Christen was completely caught off guard by the statement, barely managing to fix a smile on her face and look at camera one as well.
“Our next caller is Monica from Puget Sound. What can we help you with this morning, Monica?” Christen read off the teleprompter, grateful for the words she didn’t have to think about.
“Well…this is a little weird and maybe awkward, but I’m a baby gay,” Monica said, already chuckling as she spoke.
“Cool,” Tobin nodded, her smile never faltering.
“We’ve all been there,” Christen added, fixing the camera with a reassuring half-smile.
“I’m trying to figure out how exactly you know if you’re a top or a bottom or how you figure out if someone else is a top or bottom. Or is that all just made up?” Monica asked, making Tobin’s cheeks flush even though it wasn’t her question.

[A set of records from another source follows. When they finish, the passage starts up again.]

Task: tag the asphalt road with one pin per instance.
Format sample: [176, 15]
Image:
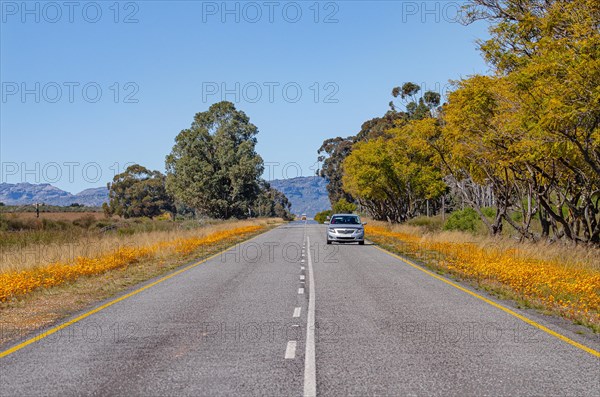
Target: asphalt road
[242, 324]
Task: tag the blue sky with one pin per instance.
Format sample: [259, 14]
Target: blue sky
[89, 87]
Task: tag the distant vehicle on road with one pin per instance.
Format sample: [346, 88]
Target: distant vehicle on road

She couldn’t help that her first thought was of Christen, even if it shouldn’t have been.
“Well, I’m certainly glad we have such an early time slot because this answer is definitely not safe for work,” Christen replied with a soft laugh. “Thank you for asking it, Monica.”
“Thanks, Mon Mon,” Tobin grinned.
“Want to take the reins on this one?” Christen smirked, arching a brow in Tobin’s direction in a slightly challenging manner.
“Oh? Am I the expert?”
“That was a top test, Monica, and Heath didn't pass. So, I’ll start,” Christen said with a smile.
Tobin let out a loud laugh before pushing her mug out of the way and propping her feet up on the coffee table.
“Feet down, you heathen,” Christen chastised with an eye roll before looking at the camera.
“Make me,” Tobin smirked.
“Another top test, one I won’t fail,” Christen replied, smoothly shoving Tobin’s feet off the coffee table. “So, the whole top/bottom business is a complicated topic. I suggest diving into queer discourse and history to get all of the necessary backstory. But, honestly Monica, it seems to me that those are just two more labels people can attach to behaviors or personalities, in and out of the bedroom. If a label works for you, work it and use it. If it doesn’t, don’t stress about it. What matters most is what works for you and your partner,” she added, hoping Stella’s make-up job was covering up the blush in her cheeks and the mic couldn’t pick up the way her heart was pounding.
“So, I shouldn’t be stressing about that,” Monica sighed, her voice sounding relieved.
“Absolutely not. Tastes and preferences and even behaviors change over time. They’re fluid. So, for example, I could have been considered a power bottom in one relationship and then a service top in another, all depending on how I was feeling at the time, what I liked, and who my partner was and what they liked,” Christen explained.
Tobin reached for her mug and started drinking her water, praying that she could dislodge the thickness in her throat at Christen’s response.
“Heath? Anything to add?” Christen asked, arching a brow in Tobin’s direction.
“Nothing at all for Mon Mon?” Christen wondered with a playful glint in her eyes.
“I find that most people enjoy the ability to be both, even if they prefer one over the other. It’s always good to be in a relationship safe and comfortable enough to move between those more concrete labels whenever you feel like it,” Tobin said, forcing out something so she didn’t just look like a deer in the headlights.
“Have fun and explore, and be safe,” Christen added with a nod. “Anything else on your mind, Monica?”
“No, that was perfect. Thank you both,” Monica gushed.
For the next forty minutes, they continued to answer questions, some like Roger’s, and some like Monica’s, leaving the both of them shifting around on the couch and blushing.